Вы, кажется, меня считаете немецким поэтом, и то еще прошлой эпохи, которые сердились за то, что у них есть тело, за то, что они едят, и искали неземных дев, «иную природу, другого солнца». Мне не хочется ни магии, ни мистерии, а просто выйти из того состояния души, которое вы сейчас представили в десять раз резче меня; выйти из нравственного бессилия, из жалкой неприлагаемости убеждений, из хаоса, в котором, наконец, мы перестали понимать, кто враг и кто друг: мне противно видеть, куда ни обернусь, или пытаемых, или пытающих. Какое колдовство нужно на то, чтоб растолковать людям, что они сами виноваты в том, что им так скверно жить, объяснить им, например, что не надобно грабить нищего, что противно объедаться возле умирающего с голоду, что убийство равно отвратительно ночью на большой дороге тайком и днем открыто на большой площади при барабанном бое; что одно говорить, а другое делать подло… словом, все те новые истины, которые говорят, повторяют, печатают со времен семи греческих мудрецов, – да и тогда, я думаю, они уже были очень стары. Моралисты, попы гремят с кафедр, толкуют о нравственности, о грехах, читают Евангелие, читают Руссо – никто не возражает и никто не исполняет.

– По совести, жалеть об этом нечего. Все эти учения и проповеди по большей части неверны, неудобоисполнимы и сбивчивее простого обычного быта. Беда в том, что мысль забегает всегда далеко вперед, народы не поспевают за своими учителями; возьмите наше время: несколько человек коснулись переворота, который совершить не в силах ни они сами, ни народы. Передовые думали, что стоит сказать: «Брось одр твой и иди за нами» – все и двинется; они ошиблись, народ их так же мало знал, как они его, им не поверили. Не замечая, что за ними никого нет, эти люди предводительствовали, шли вперед; спохватившись, они стали кричать отставшим, махать, звать их, осыпать упреками, но поздно, слишком далеко, голоса недостает, да и язык их не тот, которым говорят массы. Нам больно сознаться, что мы живем в мире, выжившем из ума, дряхлом, истощенном, у которого явным образом недостает силы и поведения, чтоб подняться на высоту собственной мысли; нам жаль старый мир, мы к нему привыкли, как к родительскому дому, мы поддерживаем его, стараясь его разрушить, и прилаживаем к своим убеждениям его неспособные формы, не видя, что первая йота их – его смертный приговор. Мы носим платья, шитые не по нашей мерке, а по мерке наших прадедов, мозг наш образовался под влиянием предшествующих обстоятельств, он многого не осиливает, многое видит под ложным углом. Люди с таким трудом добились до современного быта, он им кажется такою счастливой пристанью после безумия феодализма и тупого гнета, следовавшего за ним, что они боятся изменять его, они отяжелели в его формах, обжились в них, привычка заменила привязанность, горизонт сжался… размах мысли сделался мал, воля ослабла.

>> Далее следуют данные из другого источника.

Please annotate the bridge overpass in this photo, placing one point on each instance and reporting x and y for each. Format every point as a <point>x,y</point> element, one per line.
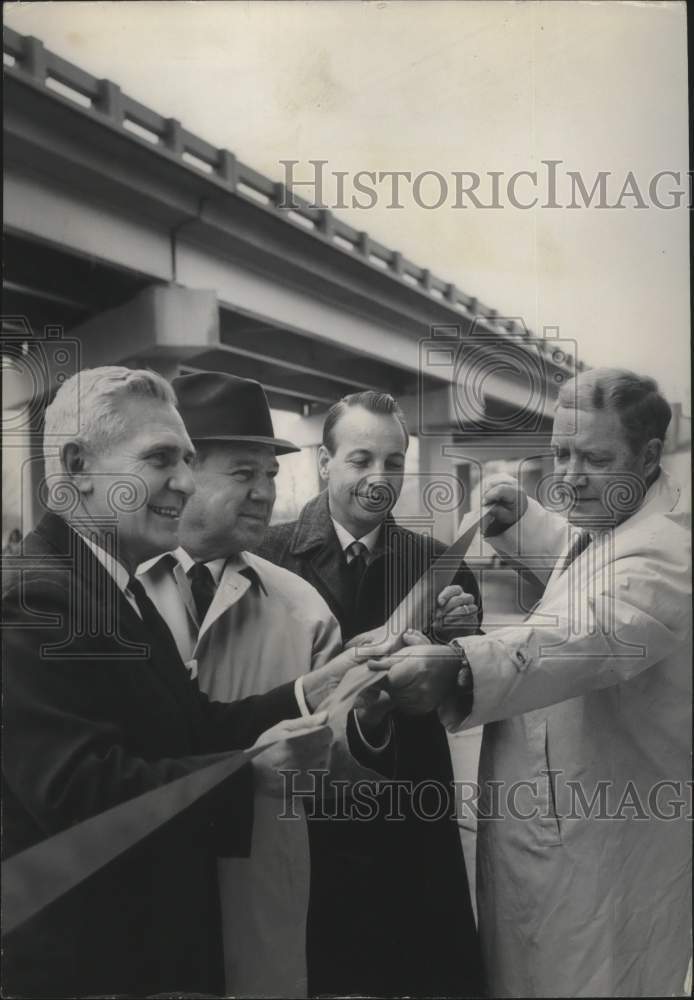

– Прекрасная картина; добавьте, что возле этих удовлетворенных, которым современный порядок по плечу, с одной стороны, бедный, неразвитый народ, одичалый, отсталый, голодный, в безвыходной борьбе с нуждой, в изнуряющей работе, которая не может его пропитать; а с другой – мы, неосторожно забежавшие вперед, землемеры, вбивающие вехи нового мира, и которые никогда не увидим даже выведенного фундамента. От всех упований, от всей жизни, которая прошла между рук (да еще как прошла), если что-нибудь осталось, то это вера в будущее; когда-нибудь, долго после нашей смерти, дом, для которого мы расчистили место, выстроится, и в нем будет удобно и хорошо – другим.

– Впрочем, нет причины думать, что новый мир будет строиться по нашему плану…

…Молодой человек сделал недовольное движение головой и посмотрел с минуту на море – совершеннейший штиль продолжался; тяжелая туча едва двигалась над головами, так низко, что дым парохода, стелясь, мешался с ней, море было черно, воздух не освежал.

– Вы со мною поступаете, – сказал он, помолчав, – так, как разбойники с путешественниками; ограбивши у меня все, вам кажется еще мало, вы добираетесь до последнего рубища, которое меня предохраняет от стужи, до моих волос; вы заставили меня сомневаться в многом, у меня оставалось будущее – вы отнимаете его, вы грабите мои надежды, вы убиваете сны, как Макбет.

– А я думал, что я больше похож на хирурга, который вырезывает дикое мясо.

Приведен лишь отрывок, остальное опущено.